Thinking about buying a house within the next three years? Or a bit farther down the road? Timing is everything, and it turns out that this simple question makes a difference. So how much should you put down? Down payment requirements vary depending on the loan type, but in general they are:

*0% for VA loans 
*3.5% for FHA loans 
*20% for conventional loans 
*Or use this handy down payment calculator to help you.

20% is the recommended down payment on a house.

You may have heard this before, but we’ll say it again. Try to put at least 20% down. Why? If you finance more than 80% of the home value, you will have to pay private mortgage insurance (PMI). (But, if you can take out a Veterans Administration loan, PMI is not required.) 

Even just 3.5% is a good chunk of money. And whether you’re fighting the good fight as a small business owner, still paying back those student loans, or just trying to save a bit each month like all of us, it’s hard to know what to do with that money you have managed to save. Which brings us to . . .

When are you looking to purchase a home? 

1. I want to buy a home within 3 years.

If you’re looking to buy sooner rather than later, consider keeping your money in a cash account, like a savings account or something similar. Remember that savings accounts will yield greater interest than a regular checking account. You don’t want to invest this money in anything more risky for such a short period because of market volatility.

Imagine you’ve built up a decent amount for a down payment, which you’ve invested in the stock market. A downturn wipes out 20% of your balance. This will likely prevent you from buying a home within your three-year goal. 

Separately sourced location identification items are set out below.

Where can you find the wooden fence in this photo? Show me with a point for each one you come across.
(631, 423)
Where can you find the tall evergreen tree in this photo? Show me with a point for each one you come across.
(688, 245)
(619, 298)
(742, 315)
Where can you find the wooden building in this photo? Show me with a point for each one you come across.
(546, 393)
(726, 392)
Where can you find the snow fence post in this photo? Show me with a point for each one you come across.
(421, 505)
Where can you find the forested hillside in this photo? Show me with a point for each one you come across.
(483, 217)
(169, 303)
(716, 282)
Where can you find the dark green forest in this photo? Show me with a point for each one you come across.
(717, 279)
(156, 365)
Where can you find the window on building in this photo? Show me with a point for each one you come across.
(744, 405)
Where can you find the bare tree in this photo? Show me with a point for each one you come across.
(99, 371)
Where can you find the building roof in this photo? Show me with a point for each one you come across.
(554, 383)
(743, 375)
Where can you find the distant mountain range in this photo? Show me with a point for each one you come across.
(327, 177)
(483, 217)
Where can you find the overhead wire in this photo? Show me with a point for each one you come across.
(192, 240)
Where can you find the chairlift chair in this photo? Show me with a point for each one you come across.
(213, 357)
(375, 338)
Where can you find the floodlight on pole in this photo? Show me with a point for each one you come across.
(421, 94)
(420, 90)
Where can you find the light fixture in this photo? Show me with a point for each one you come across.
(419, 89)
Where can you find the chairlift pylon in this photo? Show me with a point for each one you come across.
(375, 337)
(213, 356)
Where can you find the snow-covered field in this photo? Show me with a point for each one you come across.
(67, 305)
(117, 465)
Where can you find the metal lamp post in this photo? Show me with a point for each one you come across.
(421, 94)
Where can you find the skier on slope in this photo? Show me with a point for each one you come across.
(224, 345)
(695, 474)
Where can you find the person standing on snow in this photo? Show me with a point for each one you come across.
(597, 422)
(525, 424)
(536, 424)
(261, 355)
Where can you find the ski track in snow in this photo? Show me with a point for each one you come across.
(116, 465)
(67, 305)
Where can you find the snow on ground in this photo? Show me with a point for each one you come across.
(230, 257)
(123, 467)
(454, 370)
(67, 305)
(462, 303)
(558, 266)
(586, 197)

2. I want to wait at least 4 years before buying a home.

If you’re not in a big rush, investing in the market might be a better option for you. Should you invest, do so with caution and don’t be too aggressive. Be smart, calculated, and balanced with your portfolio picks. Make sure you have a healthy mix of stocks and bonds. And keep in mind that you’ll want to rebalance your portfolio at least once a year. Why? Imagine that you have a portfolio of 10 different stock and bond ETFs, or Exchange-traded funds. Each ETF is invested at a fixed percentage of your overall portfolio. As the year goes on, the allocations will wander from their targets. Those doing well will become a larger part of your portfolio. Those not doing so well will become a smaller part of your portfolio. When you rebalance, you bring things back in line with your target percentages, so you’re selling high and buying low. 

If necessary, speak with a financial planner to help you evaluate your options and navigate your choices. An advisor may provide the direction you need to reach your goal of homeownership.